Weekend reads: Analytical pieces on Delhi riots, coronavirus scare and more

1. In The India Forum, eminent academic Jean Dreze writes that the surge of Hindu nationalism in India can be seen as a revolt of the upper castes against the egalitarian demands of democracy. The Hindutva project is a lifeboat for the upper castes in so far as it promises to restore the Brahminical social order.

2. In The Indian Express, Christophe Jaffrelot, the French political scientist sepcialising in India and Pakistan, writes that violence in Delhi is intended to polarise as well as to teach a lesson. "The ideas of “revenge” and “lesson” take us back to the killings of 1984 and 2002. The magnitude of Delhi riots may be different, but its impact in terms of ghettoisation will probably be equally strong," he writes.

3. In The Times of India, Manoj Joshi writes that Delhi riots show what can happen when there is political interference with police.

4. Again in The India Forum, CM Naim, Professor Emeritus, South Asian Languages & Civilizations, University of Chicago, writes that the protesters at Shaheen Bagh have built a solidarity that has not been derived from some legal or religious text but is drawn from their own direct experience. They say in their own plain fashion: we are our brother’s keepers.

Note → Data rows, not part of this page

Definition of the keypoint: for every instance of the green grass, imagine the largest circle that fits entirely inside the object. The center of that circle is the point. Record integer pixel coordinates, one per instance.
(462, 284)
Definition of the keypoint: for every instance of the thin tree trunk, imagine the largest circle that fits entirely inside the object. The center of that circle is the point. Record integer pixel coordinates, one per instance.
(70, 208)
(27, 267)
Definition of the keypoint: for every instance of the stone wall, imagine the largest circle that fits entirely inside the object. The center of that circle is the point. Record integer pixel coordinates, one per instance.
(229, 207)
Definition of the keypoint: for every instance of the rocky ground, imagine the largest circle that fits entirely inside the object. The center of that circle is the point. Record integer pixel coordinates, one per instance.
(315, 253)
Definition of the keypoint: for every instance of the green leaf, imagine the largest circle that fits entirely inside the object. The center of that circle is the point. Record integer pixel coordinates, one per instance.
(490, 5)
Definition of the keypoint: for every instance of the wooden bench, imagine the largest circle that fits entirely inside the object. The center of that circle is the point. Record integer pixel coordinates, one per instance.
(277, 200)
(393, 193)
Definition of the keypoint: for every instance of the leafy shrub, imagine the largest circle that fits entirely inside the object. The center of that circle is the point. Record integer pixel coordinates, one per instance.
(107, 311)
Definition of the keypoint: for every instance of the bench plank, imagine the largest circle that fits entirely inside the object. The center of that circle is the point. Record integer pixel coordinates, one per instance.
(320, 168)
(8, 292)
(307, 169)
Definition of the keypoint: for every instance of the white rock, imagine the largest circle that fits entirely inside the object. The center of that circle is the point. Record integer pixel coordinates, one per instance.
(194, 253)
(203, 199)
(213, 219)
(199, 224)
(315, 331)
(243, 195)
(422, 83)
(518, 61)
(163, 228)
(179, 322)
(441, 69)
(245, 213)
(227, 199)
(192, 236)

5. In The Economic Times, Swaminathan S. Anklesaria Aiyar argues why India needs to scrap its sedition law, as it was enacted by the British to suppress any Indian dissent.

6. In The Atlantic, James Hamblin writes that most Coronavirus cases are not life-threatening, which is also what makes the virus a historic challenge to contain.

7. In The Irish Times, Paraic O'Donnell's moving essay - titled MS is meticulously destroying me. I am being unmade - charts out the progression of his multiple sclerosis against the changing seasons.

8. In Slate, a real doctor answers all our weird questions about hand-washing best practices, such as do you really have to wash your hands for 20 seconds and what if there’s no soap.

9. In Aeon, Huw Green, a clinical psychologist working in neuropsychology at the Cambridge University Hospitals NHS Foundation Trust, writes that a psychiatric diagnosis can be more than an unkind ‘label.

10. In Scroll.in, Probal Dasgupta writes about the tale of two ‘Chicken’s Necks’ and how India’s armed forces kept Pakistan and China at bay.